Jim McCullough, CEO and President of CNH Construction

Roger Lindley interviews

Jim McCullough,
CEO and President of CNH Construction

David Beattenbough, LiuGong - Vice President Research & Development

 

 

 

“Mr McCullough, there’s no denying that these are tough times for everyone involved with the construction and related industries – some say the toughest ever. In order to survive, companies have had to look deep into their structures, markets and the very ethos of their heritage and make some very hard decisions. It could be argued that being part of a large multifaceted organization offers greater protection, but is also harder to implement change as every division, understandably, fights for its corner. CNH has both construction and agricultural divisions and is also part of the Fiat Group.
    How is CNH coping with the current situation? What steps have been taken to reduce costs while enabling progress? And how different will CNH be as the global markets emerge from the recession?

“The recession in the construction equipment industry has been difficult for all manufacturers. Fortunately, CNH is a global manufacturer. As such we have had solid contributions continuing from Latin America and Asia Pacific. The North American market and European markets are just now beginning to improve. During this period, CNH has protected important strategic areas such as research and development investments. We have implemented cost reductions in many areas to control costs and reduce the break-even point.
    Our biggest concern throughout the recession has been the health of the distribution system. While we have had some challenges, overall we have been fortunate, with few losses. At the same time, all of us have felt the pain of markets off 50, 60 and even 70 percent, which seriously impacted revenues and drove losses.
    The good news from this period is that the construction equipment industry has an opportunity to rethink supply models. Inventories are now in relatively good shape, at lower levels and better turns than before the recession. Future distribution with discipline could save a lot of money for manufacturers and dealers, if done correctly.
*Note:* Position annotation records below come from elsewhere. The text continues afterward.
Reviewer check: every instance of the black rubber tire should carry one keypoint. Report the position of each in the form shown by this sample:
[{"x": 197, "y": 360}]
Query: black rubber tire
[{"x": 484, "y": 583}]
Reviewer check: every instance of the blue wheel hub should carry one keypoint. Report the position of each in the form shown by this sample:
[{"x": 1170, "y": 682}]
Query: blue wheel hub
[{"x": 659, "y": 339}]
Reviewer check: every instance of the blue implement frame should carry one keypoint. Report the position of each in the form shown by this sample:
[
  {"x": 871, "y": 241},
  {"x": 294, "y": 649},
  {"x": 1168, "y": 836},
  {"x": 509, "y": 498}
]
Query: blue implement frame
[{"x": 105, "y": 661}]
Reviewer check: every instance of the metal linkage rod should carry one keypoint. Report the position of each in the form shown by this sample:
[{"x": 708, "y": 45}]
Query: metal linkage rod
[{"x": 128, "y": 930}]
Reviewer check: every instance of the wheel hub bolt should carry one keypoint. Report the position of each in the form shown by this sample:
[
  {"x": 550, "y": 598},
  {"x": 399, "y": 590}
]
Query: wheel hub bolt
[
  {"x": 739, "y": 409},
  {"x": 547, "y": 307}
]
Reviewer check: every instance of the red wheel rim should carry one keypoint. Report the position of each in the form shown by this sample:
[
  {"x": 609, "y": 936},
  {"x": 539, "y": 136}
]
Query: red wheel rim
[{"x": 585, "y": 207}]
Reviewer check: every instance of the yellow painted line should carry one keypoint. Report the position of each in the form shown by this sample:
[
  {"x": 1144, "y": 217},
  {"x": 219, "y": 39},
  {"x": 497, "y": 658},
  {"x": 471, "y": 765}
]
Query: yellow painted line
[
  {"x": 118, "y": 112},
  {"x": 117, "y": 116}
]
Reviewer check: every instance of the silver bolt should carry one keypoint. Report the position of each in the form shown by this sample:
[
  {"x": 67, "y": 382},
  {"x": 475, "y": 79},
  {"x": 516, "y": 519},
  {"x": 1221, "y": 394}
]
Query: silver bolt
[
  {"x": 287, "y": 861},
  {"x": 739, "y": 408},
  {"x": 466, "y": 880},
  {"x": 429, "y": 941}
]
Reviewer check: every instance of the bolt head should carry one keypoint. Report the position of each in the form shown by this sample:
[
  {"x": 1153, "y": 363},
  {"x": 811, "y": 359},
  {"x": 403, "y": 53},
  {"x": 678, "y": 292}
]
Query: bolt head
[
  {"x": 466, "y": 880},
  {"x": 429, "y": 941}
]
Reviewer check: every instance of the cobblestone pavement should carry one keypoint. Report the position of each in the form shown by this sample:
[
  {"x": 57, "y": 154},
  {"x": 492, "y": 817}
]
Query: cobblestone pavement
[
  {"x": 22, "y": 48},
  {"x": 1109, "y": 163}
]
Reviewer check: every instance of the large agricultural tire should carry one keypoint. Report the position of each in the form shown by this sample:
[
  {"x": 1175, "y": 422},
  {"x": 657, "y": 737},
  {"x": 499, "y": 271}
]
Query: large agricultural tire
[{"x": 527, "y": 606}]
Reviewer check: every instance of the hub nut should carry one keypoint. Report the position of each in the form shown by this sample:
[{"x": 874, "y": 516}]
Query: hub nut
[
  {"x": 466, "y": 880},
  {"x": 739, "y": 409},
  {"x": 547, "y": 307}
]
This ultimately benefits the contractors who buy the equipment.
    The agricultural industry held strong during this period and CNH benefited as a result.”
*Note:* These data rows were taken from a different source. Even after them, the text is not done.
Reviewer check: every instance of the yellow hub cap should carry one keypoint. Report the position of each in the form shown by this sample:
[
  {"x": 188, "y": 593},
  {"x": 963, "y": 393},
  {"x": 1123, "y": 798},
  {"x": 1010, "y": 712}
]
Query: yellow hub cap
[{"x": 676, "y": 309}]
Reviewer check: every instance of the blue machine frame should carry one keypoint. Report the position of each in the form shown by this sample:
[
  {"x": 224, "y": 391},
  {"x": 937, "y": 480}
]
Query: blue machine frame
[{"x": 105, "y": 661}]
RL: “ I’ve often said that the construction industry is the first to feel the effects of a recession but also the driving force that brings economies out of recession. Governments around the world initially put the brakes on virtually everything but then came up with various initiatives to stimulate growth. In the USA, President Obama has implemented the long awaited highways bill but failed to renew expiring programs such as the federal surface transportation programs.
     The AEM, of which you are the Chair, said "Our members don't just make equipment, they make prosperity." Recently you made representations to the House Transportation and Infrastructure Committee. Specifically in the USA, what does the Government have to do and, looking further afield, what do governments around the world need to do? Are there any examples for others to follow?”
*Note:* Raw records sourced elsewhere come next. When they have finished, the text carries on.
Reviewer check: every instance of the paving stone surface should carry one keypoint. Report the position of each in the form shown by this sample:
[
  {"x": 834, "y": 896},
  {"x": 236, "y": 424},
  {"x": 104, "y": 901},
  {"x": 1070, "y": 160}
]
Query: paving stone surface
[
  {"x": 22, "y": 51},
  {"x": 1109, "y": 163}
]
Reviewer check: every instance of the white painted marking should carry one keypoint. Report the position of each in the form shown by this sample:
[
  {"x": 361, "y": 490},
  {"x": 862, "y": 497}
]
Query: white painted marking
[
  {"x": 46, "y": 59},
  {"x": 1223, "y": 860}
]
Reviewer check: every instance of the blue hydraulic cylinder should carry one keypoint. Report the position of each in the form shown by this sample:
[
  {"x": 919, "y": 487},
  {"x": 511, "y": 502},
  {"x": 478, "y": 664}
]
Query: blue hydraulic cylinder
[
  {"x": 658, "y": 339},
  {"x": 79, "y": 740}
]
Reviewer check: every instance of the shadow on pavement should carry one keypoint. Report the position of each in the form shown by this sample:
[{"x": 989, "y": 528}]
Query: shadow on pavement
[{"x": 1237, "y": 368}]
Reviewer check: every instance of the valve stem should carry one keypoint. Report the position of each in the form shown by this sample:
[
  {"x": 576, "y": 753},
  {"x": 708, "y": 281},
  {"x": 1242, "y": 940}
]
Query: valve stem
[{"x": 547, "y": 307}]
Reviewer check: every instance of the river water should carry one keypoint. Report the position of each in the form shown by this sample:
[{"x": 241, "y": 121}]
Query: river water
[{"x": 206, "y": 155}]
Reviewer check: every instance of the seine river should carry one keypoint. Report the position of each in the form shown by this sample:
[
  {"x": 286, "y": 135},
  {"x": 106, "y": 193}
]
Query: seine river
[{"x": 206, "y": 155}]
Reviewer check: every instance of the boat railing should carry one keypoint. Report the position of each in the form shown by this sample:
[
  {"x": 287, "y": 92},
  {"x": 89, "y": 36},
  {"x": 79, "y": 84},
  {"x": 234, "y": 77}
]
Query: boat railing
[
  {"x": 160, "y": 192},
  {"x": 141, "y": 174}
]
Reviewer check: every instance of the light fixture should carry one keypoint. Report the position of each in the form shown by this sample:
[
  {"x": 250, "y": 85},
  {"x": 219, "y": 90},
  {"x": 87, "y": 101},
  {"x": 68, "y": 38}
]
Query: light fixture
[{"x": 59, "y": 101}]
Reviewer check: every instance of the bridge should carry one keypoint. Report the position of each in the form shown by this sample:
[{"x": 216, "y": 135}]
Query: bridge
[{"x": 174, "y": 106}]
“Global investment in infrastructure is critical to the delivery of goods and services, and while some investment can come from the private sector, infrastructure is a shared resource with the potential to benefit entire populations. Countries that invest in infrastructure development will be more efficient and more competitive than those that don’t. They will be more prosperous for that investment than they would be otherwise.
     The impact of infrastructure investment touches a nation’s entire economy. Research cited by Association of Equipment Manufacturers (AEM) shows that every $1 billion invested in U.S. highways, bridges, water and transit infrastructure yields about 18,000 jobs. The investment in infrastructure yields savings, as well. Traffic congestion costs the United States economy $87 billion in wasted time and fuel.
     Earlier this year, the Chinese government approved a stimulus package in the range of US$550 million, and they have experienced a more rapid recovery than much of the world.
     Our future competitiveness as a nation is at risk without infrastructure investments and vision.”